I'm implementing a Dataflow pipeline that reads messages from Pubsub and writes TableRows into BigQuery (BQ) using Apache Beam SDK 2.0.0 for Java.

This is the related portion of code:

 tableRowPCollection
            .apply(BigQueryIO.writeTableRows().to(this.tableId)
                .withCreateDisposition(BigQueryIO.Write.CreateDisposition.CREATE_NEVER)
                .withWriteDisposition(BigQueryIO.Write.WriteDisposition.WRITE_APPEND));

This code generates a group of tasks under the hood in the Dataflow pipeline. One of these tasks is the GroupByKey. This task is accumulating elements in the pipeline as can be seen in this print screen: GBK elements accumulation image. After reading the docs I suspect that this issue relates to the Window config. But I could not find a way of modifying the Window configuration since it is implicitly created by Window.Assign transform inside the Reshuffle task.
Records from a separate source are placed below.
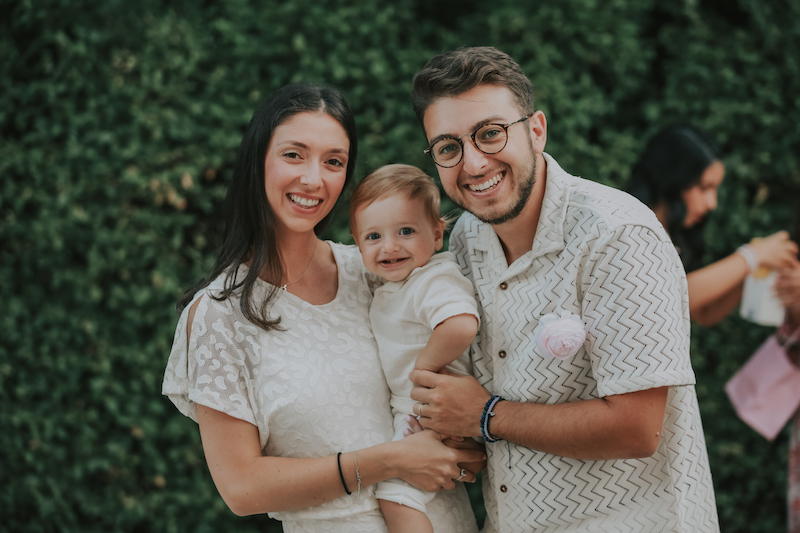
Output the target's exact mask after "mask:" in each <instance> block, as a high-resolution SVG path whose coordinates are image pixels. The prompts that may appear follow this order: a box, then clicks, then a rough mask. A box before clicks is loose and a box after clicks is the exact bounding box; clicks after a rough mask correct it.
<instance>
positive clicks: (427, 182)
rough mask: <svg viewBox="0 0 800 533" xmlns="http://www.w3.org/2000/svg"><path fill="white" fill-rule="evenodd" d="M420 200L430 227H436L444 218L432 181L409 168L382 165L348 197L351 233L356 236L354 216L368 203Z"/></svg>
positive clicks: (361, 182)
mask: <svg viewBox="0 0 800 533" xmlns="http://www.w3.org/2000/svg"><path fill="white" fill-rule="evenodd" d="M398 195H402V196H405V197H406V198H408V199H409V200H413V199H416V198H419V199H420V200H422V204H423V206H424V208H425V213H426V215H427V216H428V219H429V220H430V222H431V224H433V226H434V227H435V226H437V225H439V224H441V223H442V222H444V223H445V226H446V225H447V219H446V218H444V217H442V216H441V214H440V213H439V210H440V209H441V196H440V195H439V189H438V187H436V184H435V183H434V182H433V178H431V177H430V176H428V175H427V174H425V173H424V172H423V171H421V170H420V169H418V168H417V167H415V166H412V165H401V164H394V165H384V166H382V167H380V168H379V169H377V170H375V171H374V172H372V173H371V174H370V175H368V176H367V177H365V178H364V179H363V180H361V182H360V183H359V184H358V186H357V187H356V189H355V190H354V191H353V195H352V196H351V197H350V233H352V234H353V235H355V234H356V220H355V215H356V212H357V211H358V210H359V209H362V208H364V207H366V206H368V205H370V204H371V203H373V202H375V201H377V200H382V199H384V198H387V197H389V196H398Z"/></svg>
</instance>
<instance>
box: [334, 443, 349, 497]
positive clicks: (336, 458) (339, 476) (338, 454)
mask: <svg viewBox="0 0 800 533" xmlns="http://www.w3.org/2000/svg"><path fill="white" fill-rule="evenodd" d="M336 464H337V465H339V478H340V479H341V480H342V486H343V487H344V491H345V492H346V493H347V495H348V496H350V494H352V493H351V492H350V490H349V489H348V488H347V483H345V482H344V474H343V473H342V452H339V453H337V454H336Z"/></svg>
Is there a way of setting the window parameters and/or attaching triggers to this implicit Window or should I create my own DoFn that inserts a TableRow in BQ?

Thanks in advance!


[Update]

I left the pipeline running for a day approximately and after that the GroupByKey subtask became faster and the number of elements coming in and coming out approximated to each other (sometimes were the same). Furthermore, I also noticed that the Watermark got closer to the current date and was increasing faster. So the "issue" was solved.

1
What is the issue? GroupByKey groups the values associated with a specific key. As such, if you have N keys, you would expect N elements coming out of the GroupByKey. What you have described sounds like it is working as intended.Ben Chambers
@BenChambers The point is that I don' t want to wait too long to insert the data in BQ. I 'd like to choose the trigger to be used in this sub task.Carlos Baqueta

1 Answers

0
votes

There isn't any waiting introduced by the Reshuffle in the BigQuery sink. Rather, it is used to create the batches for of rows to write to BigQuery. The number of elements coming out of the GroupByKey is smaller because each output element represents a batch (or group) of input elements.

You should be able to see the total number of elements coming out as the output of the ExpandIterable (the output of the Reshuffle).